The reveal began when you responded to Black Lives Matter protests of officer-initiated slayings of unarmed black men, women, and children across the country with the patronizing corrective: “All lives matter!” You missed the point: Yes, all lives matter to God, but the lack of indictments and convictions have revealed that black lives do not matter to our “justice” system.

Then you elected Donald Trump and continue to be his most loyal base.

Politics is the conversations we have and the decisions we make about how we should live together.
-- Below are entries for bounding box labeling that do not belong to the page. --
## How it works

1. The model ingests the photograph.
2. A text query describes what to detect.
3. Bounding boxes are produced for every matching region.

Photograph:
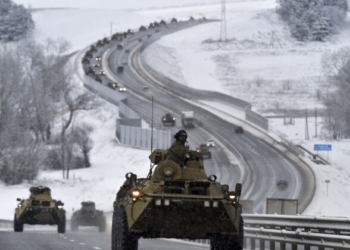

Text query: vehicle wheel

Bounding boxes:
[13,215,23,232]
[70,221,78,231]
[112,208,138,250]
[231,216,244,250]
[98,218,106,232]
[57,215,66,234]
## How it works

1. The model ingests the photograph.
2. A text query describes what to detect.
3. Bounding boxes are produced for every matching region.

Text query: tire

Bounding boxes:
[13,214,23,232]
[112,208,138,250]
[57,215,66,234]
[98,218,106,232]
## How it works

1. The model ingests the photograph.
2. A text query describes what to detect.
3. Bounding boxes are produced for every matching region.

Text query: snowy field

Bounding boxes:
[0,0,350,219]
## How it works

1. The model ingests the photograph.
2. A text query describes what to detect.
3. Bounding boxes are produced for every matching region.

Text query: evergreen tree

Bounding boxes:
[0,0,35,42]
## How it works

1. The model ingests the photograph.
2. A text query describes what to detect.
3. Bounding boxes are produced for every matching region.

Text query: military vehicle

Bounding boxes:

You have claimed that your political support for Trump is not a reflection of your own beliefs about race but is about issues such as abortion—appointing more conservative judges to the Supreme Court to overturn Roe v. Wade. But PRRI and The Atlantic have revealed a deeper reason for your support. When their 2018 Voter Engagement Survey asked many of you if you believed the nation would be better or worse off when people of color are in the majority, 52 percent of you responded that the impact would be “mostly negative.” It seems many of you want a white nation.

It is no wonder, then, that so many of you have supported Trump with unwavering loyalty. He promised you the golden crown, the Supreme Court, the key to winning your culture war and winning back white supremacy. He is holding up his end of the deal—and so are you.

At best, many of you have been silent. At worst, many of you have led cheers for Trump as he separated families and left babies on floors in cages, removed protection from refugees, threatened people of color through changes in the courts and policing system, removed protection from poor communities and communities of color threatened by toxic dumping on their lands, proposed removing funding from poor schools, and tried hard to remove health insurance from 30 million struggling individuals.

White evangelical church, this is your witness. You have become evidence of forces hell-bent on subordinating people of color and crushing the image of God. Repent and believe the gospel.